Ga-prao (spicy basil): It has almost no smell, and the green hard candy only tastes sweet when you first pop it in your mouth. The spiciness hits you next and is a medium on the hot scale, getting spicier the longer you suck. The basil notes hit after that. At the very inner layer, the salt comes through, giving it a sophisticated finish — same idea as a salted caramel candy, you know? While we can’t say it tastes exactly like the krapow we know and love, it’s pretty good.

Gang Keow Wan (green curry): This one also has no smell, but the green curry flavor is there as soon as you pop it in your mouth — an unmistakable rich coconut milk mixed with the moorishness of fish sauce before the curry flavor reveals itself. The sweetness arrives next and, somehow, it just works. It doesn’t taste weird at all. Again, not an exact replica of green curry, but damn tasty.

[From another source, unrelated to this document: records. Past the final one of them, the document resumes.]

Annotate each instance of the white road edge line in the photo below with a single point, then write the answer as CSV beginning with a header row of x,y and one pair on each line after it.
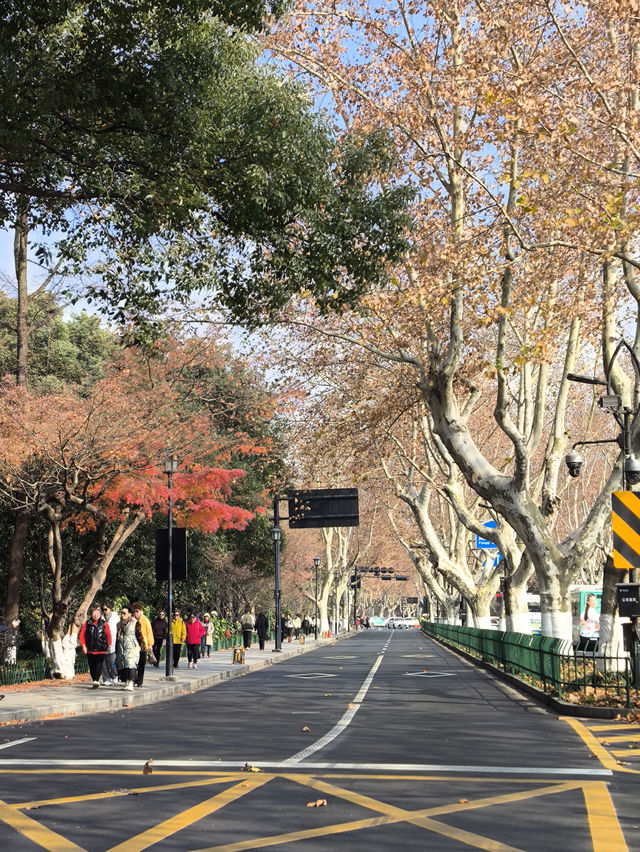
x,y
279,765
17,742
345,721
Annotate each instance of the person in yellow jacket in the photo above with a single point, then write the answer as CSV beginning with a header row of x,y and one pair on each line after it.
x,y
144,635
178,635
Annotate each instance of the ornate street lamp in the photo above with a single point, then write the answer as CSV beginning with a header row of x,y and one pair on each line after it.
x,y
276,535
169,467
316,565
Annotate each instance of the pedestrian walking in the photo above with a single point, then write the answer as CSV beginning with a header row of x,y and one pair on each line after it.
x,y
178,635
95,638
589,626
109,671
262,626
127,648
144,634
247,623
288,628
159,627
208,637
195,631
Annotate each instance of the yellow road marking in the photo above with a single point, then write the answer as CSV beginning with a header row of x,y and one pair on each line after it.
x,y
391,814
36,832
181,820
605,830
614,738
621,726
129,791
606,833
600,751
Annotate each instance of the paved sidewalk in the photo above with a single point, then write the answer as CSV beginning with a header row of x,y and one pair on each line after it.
x,y
54,699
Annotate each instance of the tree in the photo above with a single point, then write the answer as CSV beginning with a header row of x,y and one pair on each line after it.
x,y
149,143
91,463
519,125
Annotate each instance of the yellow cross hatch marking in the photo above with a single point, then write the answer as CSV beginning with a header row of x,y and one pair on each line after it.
x,y
35,831
606,833
182,820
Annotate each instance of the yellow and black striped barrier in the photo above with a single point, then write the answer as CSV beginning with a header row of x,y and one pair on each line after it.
x,y
625,522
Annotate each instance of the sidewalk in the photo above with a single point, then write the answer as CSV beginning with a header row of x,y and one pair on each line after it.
x,y
47,699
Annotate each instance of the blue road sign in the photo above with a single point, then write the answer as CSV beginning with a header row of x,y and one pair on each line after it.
x,y
484,543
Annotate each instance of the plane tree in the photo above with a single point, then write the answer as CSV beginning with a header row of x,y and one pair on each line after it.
x,y
518,123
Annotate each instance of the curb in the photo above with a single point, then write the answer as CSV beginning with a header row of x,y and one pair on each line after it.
x,y
119,700
584,711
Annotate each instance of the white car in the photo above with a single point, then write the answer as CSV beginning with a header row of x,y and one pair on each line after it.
x,y
399,623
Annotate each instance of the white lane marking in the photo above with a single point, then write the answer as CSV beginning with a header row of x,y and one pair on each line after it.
x,y
17,742
342,657
212,765
345,721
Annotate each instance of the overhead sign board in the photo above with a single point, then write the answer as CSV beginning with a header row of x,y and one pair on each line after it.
x,y
178,554
323,507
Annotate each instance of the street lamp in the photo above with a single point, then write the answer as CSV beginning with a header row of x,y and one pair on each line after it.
x,y
336,580
169,467
316,565
613,403
276,535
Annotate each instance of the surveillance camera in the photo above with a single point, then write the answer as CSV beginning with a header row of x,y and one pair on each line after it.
x,y
574,462
632,469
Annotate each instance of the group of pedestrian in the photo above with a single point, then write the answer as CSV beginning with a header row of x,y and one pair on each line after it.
x,y
294,626
118,648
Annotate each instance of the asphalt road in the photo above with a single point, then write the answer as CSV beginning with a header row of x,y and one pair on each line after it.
x,y
399,743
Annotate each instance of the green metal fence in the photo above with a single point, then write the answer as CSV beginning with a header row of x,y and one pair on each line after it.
x,y
549,664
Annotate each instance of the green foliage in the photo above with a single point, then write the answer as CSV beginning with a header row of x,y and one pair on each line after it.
x,y
154,148
60,351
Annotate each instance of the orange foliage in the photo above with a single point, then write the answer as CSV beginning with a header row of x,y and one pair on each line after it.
x,y
99,456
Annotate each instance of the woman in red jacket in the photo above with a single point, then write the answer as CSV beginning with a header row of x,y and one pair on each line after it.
x,y
95,639
195,629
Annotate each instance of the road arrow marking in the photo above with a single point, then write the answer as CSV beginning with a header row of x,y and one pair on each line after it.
x,y
311,675
17,742
430,674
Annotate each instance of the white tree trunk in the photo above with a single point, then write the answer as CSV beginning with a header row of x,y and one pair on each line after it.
x,y
610,644
62,653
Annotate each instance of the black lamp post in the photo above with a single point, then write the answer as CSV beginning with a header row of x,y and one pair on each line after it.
x,y
336,608
316,565
276,535
169,467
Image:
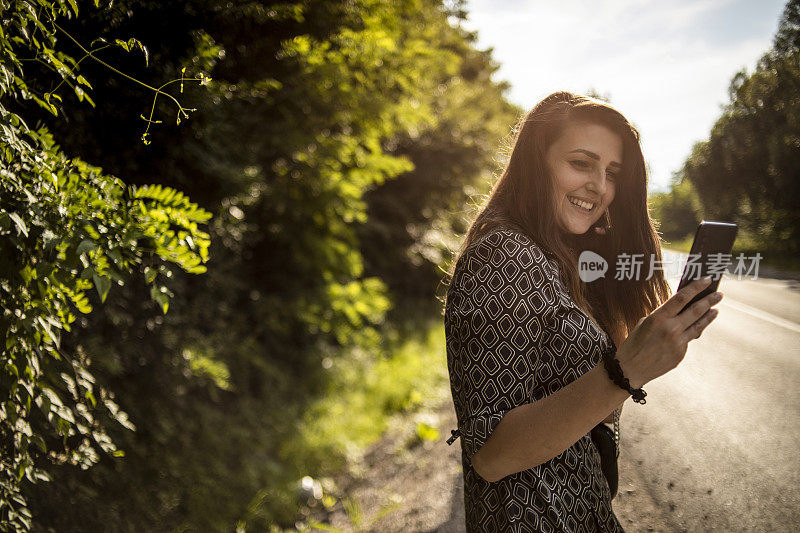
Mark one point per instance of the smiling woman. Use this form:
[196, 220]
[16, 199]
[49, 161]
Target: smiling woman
[525, 335]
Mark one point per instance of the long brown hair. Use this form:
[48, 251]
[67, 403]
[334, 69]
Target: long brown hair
[522, 199]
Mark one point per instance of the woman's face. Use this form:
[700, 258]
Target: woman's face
[585, 162]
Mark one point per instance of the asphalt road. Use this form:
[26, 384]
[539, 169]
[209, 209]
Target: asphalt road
[717, 443]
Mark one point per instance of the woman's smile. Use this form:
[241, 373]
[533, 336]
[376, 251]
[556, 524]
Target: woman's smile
[585, 162]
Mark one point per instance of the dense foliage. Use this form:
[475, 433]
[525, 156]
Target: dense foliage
[747, 171]
[336, 145]
[65, 227]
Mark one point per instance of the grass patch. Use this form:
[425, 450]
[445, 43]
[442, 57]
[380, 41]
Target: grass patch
[364, 393]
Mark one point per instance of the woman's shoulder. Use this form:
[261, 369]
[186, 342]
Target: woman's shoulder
[506, 251]
[504, 244]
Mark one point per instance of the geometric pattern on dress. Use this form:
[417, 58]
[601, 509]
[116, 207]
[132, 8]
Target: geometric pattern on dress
[515, 336]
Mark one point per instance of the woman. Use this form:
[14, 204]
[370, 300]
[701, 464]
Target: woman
[525, 334]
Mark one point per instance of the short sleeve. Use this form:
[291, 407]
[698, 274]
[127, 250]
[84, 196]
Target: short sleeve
[501, 306]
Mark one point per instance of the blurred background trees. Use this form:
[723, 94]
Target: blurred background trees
[336, 146]
[748, 171]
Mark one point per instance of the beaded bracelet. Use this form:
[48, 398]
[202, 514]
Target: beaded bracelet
[615, 373]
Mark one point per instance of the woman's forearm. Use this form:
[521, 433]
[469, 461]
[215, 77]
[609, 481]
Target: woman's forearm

Tom Yum: Of the three, the tom yum is both the most full-on and spot-on. It smells strongly of the spicy, creamy soup. The citrus/kaffir lime flavor hits immediately, followed by spice — this one is pretty dang spicy — and then the creaminess makes itself known before lemongrass and galangal have their moments, creating a pretty decent, pocket-sized rendition of one of our favorite dishes.

Minidish candies are still in their pre-launch phase after first being made available last month through a pop-up shop at Terminal 21, which Saravut used to gauge customer reaction. Based on feedback, he plans to make minor adjustments before an official launch, which is likely happening in November or December.